Going into an Indian restaurant, I never know what you’re supposed to do with some of the sauces such as “mint chutney” or even knowing that it’s called “mint chutney,” or if it has mint in it (it does), or what a chutney is!? Whatever it is, I put it on my tandoori chicken, but I wasn’t sure if you’re supposed to do that till I asked my Indian friend which he says “no because the chicken is coated in masala.” Not like you can’t use it on anything you damn well please, but some sauces and seasonings that go better with some types of meats than others, so here are my suggestions:

  • Red stuff aka “ume,” plum (more like an apricot): recommended for pork (delicious on pork belly), or even possibly chicken like the chicken meatballs since it’ll compliment the “shiso” (Perilla leaf) in the meatball.

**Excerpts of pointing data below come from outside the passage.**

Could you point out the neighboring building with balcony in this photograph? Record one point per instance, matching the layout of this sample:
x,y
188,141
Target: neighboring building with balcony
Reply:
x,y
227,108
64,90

  • White stuff grated ninniku: Love garlic, but the only thing I could think of is the chicken possibly, maybe the chicken thighs.
  • Green stuff yuzu kosho: is great with a lot of things like pork, chicken, and seafood like scallops. This condiment, if it were to be marketed to the mainstream market correctly, it’d probably be up there with upwards the popularity of Sriracha sauce.
  • The tray: I don’t think I tasted it, but it must be their “tare” which is basically a teriyaki sauce – you know what to with this.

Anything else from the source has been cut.